Разместившись со своей сотней спешенных телехранителей за спинами 5–го батальона 2–го Смоленского полка, возвышаясь на коне, я пристально следил, посредством подзорной трубы за конницей новгородцев, выстраивавшейся на левом берегу Волхова, прямо под стенами Неревского конца.

Клоч, находясь в середине боевых построений стоящего во второй линии 5–го Вяземский резервного полка, принялся громогласно раздавать команды, тут же дублируемые флажной сигнализацией и звуками горнов. Первые ряды, состоящие исключительно из пикинеров, дружно присели на одно колено, выставив вперёд свои длинные копья, уперев их концы в землю. За их спинами выстроились стрелки — ряды лучников, арбалетчиков и стрельцов.

С внешних краёв оба корпуса подпирали вынесенными вперёд с целью возможности ведения фланкирующего огня два «гуляй — города» с полевой артиллерией — двумя десятками двенадцатифунтовых орудий и восьмьюдесятью трёхфунтовок на каждой артиллерийской позиции. Там же на территории вагенбурга первого корпуса разместился 15–й Вержавский полк, а в вагенбурге второго корпуса встал 20–й Лукомльский.
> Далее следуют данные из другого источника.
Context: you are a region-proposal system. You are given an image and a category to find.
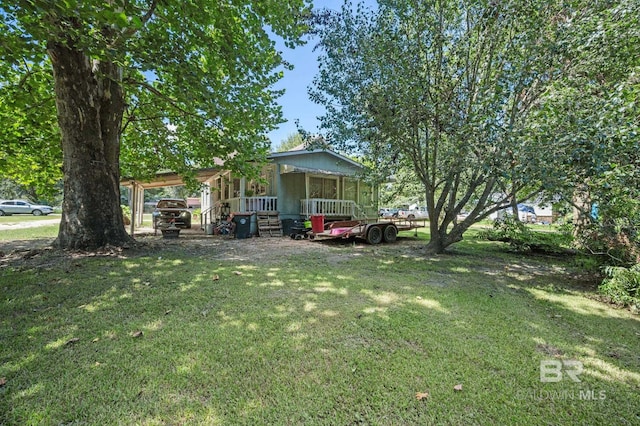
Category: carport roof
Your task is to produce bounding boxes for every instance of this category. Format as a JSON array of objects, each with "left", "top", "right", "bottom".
[{"left": 120, "top": 167, "right": 220, "bottom": 189}]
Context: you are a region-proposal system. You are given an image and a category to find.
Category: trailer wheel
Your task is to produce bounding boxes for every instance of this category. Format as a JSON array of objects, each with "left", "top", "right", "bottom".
[
  {"left": 382, "top": 225, "right": 398, "bottom": 243},
  {"left": 367, "top": 226, "right": 382, "bottom": 244}
]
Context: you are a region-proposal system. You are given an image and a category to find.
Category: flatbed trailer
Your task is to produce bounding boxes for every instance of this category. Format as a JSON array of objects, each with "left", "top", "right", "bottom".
[{"left": 309, "top": 219, "right": 426, "bottom": 244}]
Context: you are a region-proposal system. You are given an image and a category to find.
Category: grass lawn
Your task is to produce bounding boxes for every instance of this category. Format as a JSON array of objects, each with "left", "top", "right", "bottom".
[
  {"left": 0, "top": 225, "right": 60, "bottom": 243},
  {"left": 0, "top": 233, "right": 640, "bottom": 425}
]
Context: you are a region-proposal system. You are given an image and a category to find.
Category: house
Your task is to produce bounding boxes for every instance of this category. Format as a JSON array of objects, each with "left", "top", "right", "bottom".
[
  {"left": 121, "top": 146, "right": 378, "bottom": 234},
  {"left": 201, "top": 146, "right": 378, "bottom": 233}
]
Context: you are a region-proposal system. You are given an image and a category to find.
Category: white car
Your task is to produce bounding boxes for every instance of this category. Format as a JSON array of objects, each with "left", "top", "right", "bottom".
[
  {"left": 0, "top": 200, "right": 53, "bottom": 216},
  {"left": 398, "top": 206, "right": 429, "bottom": 220}
]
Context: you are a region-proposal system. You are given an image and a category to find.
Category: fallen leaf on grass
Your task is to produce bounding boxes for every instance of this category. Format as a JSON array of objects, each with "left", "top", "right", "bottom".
[{"left": 416, "top": 391, "right": 429, "bottom": 401}]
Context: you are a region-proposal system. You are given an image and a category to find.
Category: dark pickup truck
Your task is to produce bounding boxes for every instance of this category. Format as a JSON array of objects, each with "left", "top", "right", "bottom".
[{"left": 153, "top": 198, "right": 191, "bottom": 229}]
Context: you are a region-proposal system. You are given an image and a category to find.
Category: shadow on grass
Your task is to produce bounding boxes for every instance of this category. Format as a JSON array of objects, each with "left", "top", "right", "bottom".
[{"left": 0, "top": 235, "right": 640, "bottom": 424}]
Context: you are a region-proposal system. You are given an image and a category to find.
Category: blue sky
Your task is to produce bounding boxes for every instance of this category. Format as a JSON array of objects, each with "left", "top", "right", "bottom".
[{"left": 268, "top": 0, "right": 376, "bottom": 147}]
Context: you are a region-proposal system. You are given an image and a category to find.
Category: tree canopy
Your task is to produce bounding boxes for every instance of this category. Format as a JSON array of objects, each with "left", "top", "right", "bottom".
[
  {"left": 311, "top": 0, "right": 637, "bottom": 252},
  {"left": 0, "top": 0, "right": 309, "bottom": 248}
]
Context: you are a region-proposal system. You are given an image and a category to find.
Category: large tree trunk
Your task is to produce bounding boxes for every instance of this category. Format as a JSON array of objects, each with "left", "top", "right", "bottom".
[{"left": 47, "top": 42, "right": 131, "bottom": 249}]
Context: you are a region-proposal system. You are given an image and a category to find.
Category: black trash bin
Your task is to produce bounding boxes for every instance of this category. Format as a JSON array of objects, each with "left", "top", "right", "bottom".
[{"left": 233, "top": 213, "right": 253, "bottom": 239}]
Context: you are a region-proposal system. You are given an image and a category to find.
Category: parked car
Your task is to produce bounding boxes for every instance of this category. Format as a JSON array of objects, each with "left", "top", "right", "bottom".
[
  {"left": 152, "top": 198, "right": 191, "bottom": 229},
  {"left": 0, "top": 200, "right": 53, "bottom": 216},
  {"left": 398, "top": 206, "right": 429, "bottom": 219},
  {"left": 380, "top": 207, "right": 398, "bottom": 218},
  {"left": 496, "top": 204, "right": 538, "bottom": 223}
]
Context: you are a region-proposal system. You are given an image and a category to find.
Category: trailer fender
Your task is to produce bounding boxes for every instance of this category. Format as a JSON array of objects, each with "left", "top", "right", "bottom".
[
  {"left": 382, "top": 223, "right": 398, "bottom": 243},
  {"left": 367, "top": 225, "right": 383, "bottom": 244}
]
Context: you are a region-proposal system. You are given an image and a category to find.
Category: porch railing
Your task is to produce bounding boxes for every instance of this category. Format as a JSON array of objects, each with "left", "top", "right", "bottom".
[
  {"left": 300, "top": 198, "right": 356, "bottom": 218},
  {"left": 226, "top": 197, "right": 278, "bottom": 213}
]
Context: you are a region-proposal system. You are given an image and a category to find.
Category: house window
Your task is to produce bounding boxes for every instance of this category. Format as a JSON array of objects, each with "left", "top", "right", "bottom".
[
  {"left": 309, "top": 176, "right": 338, "bottom": 200},
  {"left": 342, "top": 178, "right": 358, "bottom": 201}
]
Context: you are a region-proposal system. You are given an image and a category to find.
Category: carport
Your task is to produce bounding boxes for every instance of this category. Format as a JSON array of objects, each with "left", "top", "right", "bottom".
[{"left": 120, "top": 168, "right": 220, "bottom": 235}]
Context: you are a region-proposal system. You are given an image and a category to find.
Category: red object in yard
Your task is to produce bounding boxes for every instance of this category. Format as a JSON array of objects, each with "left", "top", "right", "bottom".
[{"left": 311, "top": 214, "right": 324, "bottom": 234}]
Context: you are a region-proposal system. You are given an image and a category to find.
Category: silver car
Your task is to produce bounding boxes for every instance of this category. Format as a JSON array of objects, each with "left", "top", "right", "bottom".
[{"left": 0, "top": 200, "right": 53, "bottom": 216}]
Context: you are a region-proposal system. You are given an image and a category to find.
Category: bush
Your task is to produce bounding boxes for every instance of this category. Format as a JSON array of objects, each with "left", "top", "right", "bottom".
[
  {"left": 598, "top": 263, "right": 640, "bottom": 310},
  {"left": 480, "top": 217, "right": 571, "bottom": 253}
]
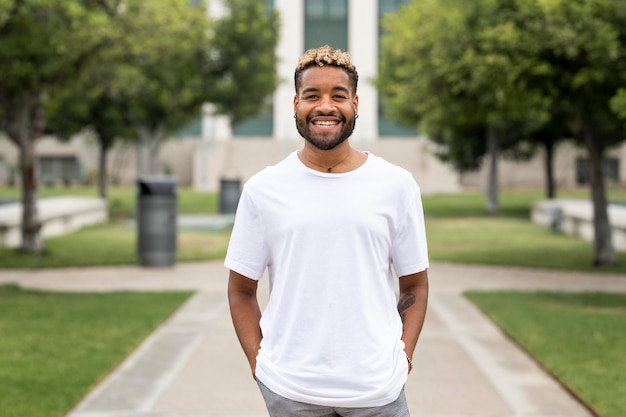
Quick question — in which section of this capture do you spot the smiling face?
[293,65,359,150]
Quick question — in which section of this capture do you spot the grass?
[0,285,190,417]
[0,224,230,269]
[466,291,626,417]
[0,188,626,417]
[0,187,626,273]
[0,187,230,269]
[423,190,626,273]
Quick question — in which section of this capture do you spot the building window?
[38,156,80,185]
[304,0,348,51]
[378,0,417,136]
[576,158,619,185]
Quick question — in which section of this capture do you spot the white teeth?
[313,120,337,126]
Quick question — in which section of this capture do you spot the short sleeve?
[391,188,429,277]
[224,187,269,280]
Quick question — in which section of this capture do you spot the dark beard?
[296,114,356,151]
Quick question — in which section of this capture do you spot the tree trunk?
[543,140,556,199]
[486,126,500,214]
[98,134,112,199]
[583,123,617,266]
[4,92,45,254]
[20,138,44,253]
[137,124,166,175]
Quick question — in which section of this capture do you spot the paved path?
[0,263,626,417]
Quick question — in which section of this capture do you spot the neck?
[298,146,356,173]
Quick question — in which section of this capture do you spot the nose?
[317,94,336,113]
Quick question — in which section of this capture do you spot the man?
[225,46,428,417]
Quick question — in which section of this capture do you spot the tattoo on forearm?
[398,293,415,323]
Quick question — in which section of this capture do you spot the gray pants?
[257,380,410,417]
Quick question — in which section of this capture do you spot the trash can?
[220,178,241,214]
[137,177,178,266]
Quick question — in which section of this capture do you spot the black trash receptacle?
[137,177,178,266]
[220,178,241,214]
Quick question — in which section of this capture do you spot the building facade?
[0,0,626,193]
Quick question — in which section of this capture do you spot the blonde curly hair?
[293,45,359,94]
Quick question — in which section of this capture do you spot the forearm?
[228,273,262,376]
[398,271,428,358]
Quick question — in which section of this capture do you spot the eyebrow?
[300,85,351,94]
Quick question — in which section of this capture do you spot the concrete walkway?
[0,262,626,417]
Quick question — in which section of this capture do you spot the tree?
[527,0,626,266]
[45,83,135,198]
[0,0,118,253]
[380,0,626,265]
[378,0,548,213]
[42,0,277,196]
[115,0,278,174]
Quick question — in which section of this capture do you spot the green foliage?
[205,0,279,123]
[467,291,626,417]
[0,285,190,417]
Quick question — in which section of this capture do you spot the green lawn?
[0,188,626,417]
[466,291,626,417]
[0,285,190,417]
[0,187,626,273]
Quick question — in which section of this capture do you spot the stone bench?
[531,200,626,251]
[0,197,109,247]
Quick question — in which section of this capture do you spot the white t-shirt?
[225,152,428,407]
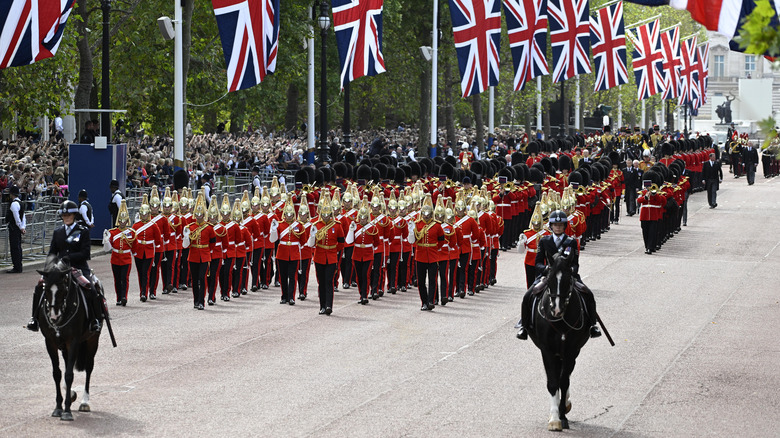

Новгородцы медлили, всадники дожидались всё ещё выстраивавшихся у Славенского конца своих пешцев. Вероятно, Александр решил атаковать наши позиции синхронно — и конницей и ополченцами. Или может быть он рассчитывает, что мы первыми в атаку пойдём? Но это он зря, нам спешить некуда, вначале проход в город надо «проскоблить», а там уже дальше будем думать, что и как предпринять.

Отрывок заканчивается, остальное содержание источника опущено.